Dock Lines

Building a sense of community around boating

Most boaters regard their boats as a welcome escape from everyday lives, sanctuaries from the extreme partisanship and anger swirling around us. Many of us have also created networks of close friends centered on our boats and marinas.

But what happens when those networks start to fragment and that once-strong sense of community suddenly seems fragile?

If your marina is anything like mine, there’s been enormous turnover this year, as people move in and out of boating, buy larger or smaller boats requiring new slips or relocate far away. For me that’s meant the loss of several dockside neighbors whose friendships I’d come to rely on.

That’s led me to ponder how to rebuild a much-cherished sense of community in an increasingly transient and unsettled world and to ask: what are good ways to meet new people and develop fresh relationships?

Stop and talk to newcomers. Most boaters, whatever boat they own, are usually happy to talk about their boat, their cruising experiences, their fishing successes and failures and maintenance and repair projects and upgrades. Arv and I enjoy building camaraderie over sea stories and drinks on our boat or nearby restaurants.

Be neighborly. If you see someone approaching their slip in clear need of help with lines, offer a hand. When we first brought our current boat, with its high freeboard, into our marina we wondered how we’d manage to secure our lines. Fortunately, neighbors saw our dilemma and volunteered to help. They later became special friends.

When it comes to maintenance and repair issues, be willing to assist fellow boaters by sharing recommendations of reputable, competent mechanics, boating supply sources and other specialized vendors, along with warnings about bad actors and incompetent crooks. Sometimes the timely loan (and return) of a suddenly-needed tool can make all the difference to cementing a friendship.

Another great way to bond with people is through their dogs. While most of our dockmates met our cats only through our pilothouse windows, our neighbors regularly walk their dogs. Chatting with them about their charming and sometimes silly dogs is a wonderful icebreaker. I’ve made many good friends through our mutual love of animals.

Children and grandchildren also are terrific “connectors,” stimulating easy conversations over kids’ interests, activities and antics.

Many marinas throw periodic parties, barbecues, mixers and other meeting opportunities. Chula Vista Marina, in San Diego’s South Bay, takes their community-building several steps further.
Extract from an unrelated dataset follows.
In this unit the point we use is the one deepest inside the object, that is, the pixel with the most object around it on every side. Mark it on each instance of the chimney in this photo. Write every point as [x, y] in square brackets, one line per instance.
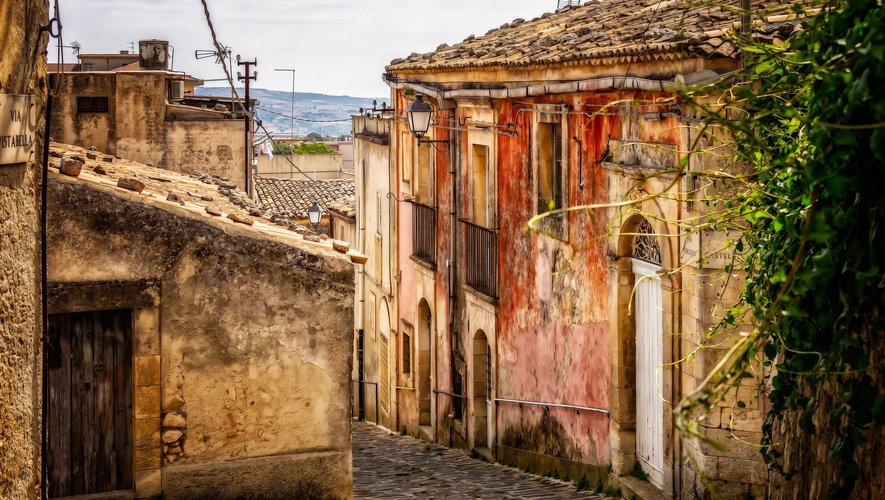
[153, 54]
Aware that many of Chula Vista Marina’s tenants are newbie boaters or new arrivals to the area, Dockmaster Mike Sullivan places a premium on helping slip holders build skills, scheduling twice weekly classes and workshops on diverse subjects including boating safety, navigation and charts, celestial navigation, knots, weather, long-range cruising and maintenance and repairs.

In the summer season Chula Vista stages monthly social events and parties, often with bands, and on the Fourth of July a parade with children’s activities.

If your marina doesn’t offer parties or mixers, consider starting a hospitality committee and organizing potlucks, weekend coffee and doughnut gatherings or other social events to get to know fellow boaters. If a marina-wide potluck isn’t workable, try recruiting your neighbors for a get-together along your dock. But respect that some boaters use their vessel as a refuge from life’s stresses and prefer not to socialize.

Many boaters have wide cruising experience and sea stories they’re happy to share with others. Try arranging occasional presentations where boaters can share tales of their marine adventures with fellow marina tenants.

With a little creativity and willingness to initiate and organize activities, we can all build or rebuild our boating community’s sense of togetherness.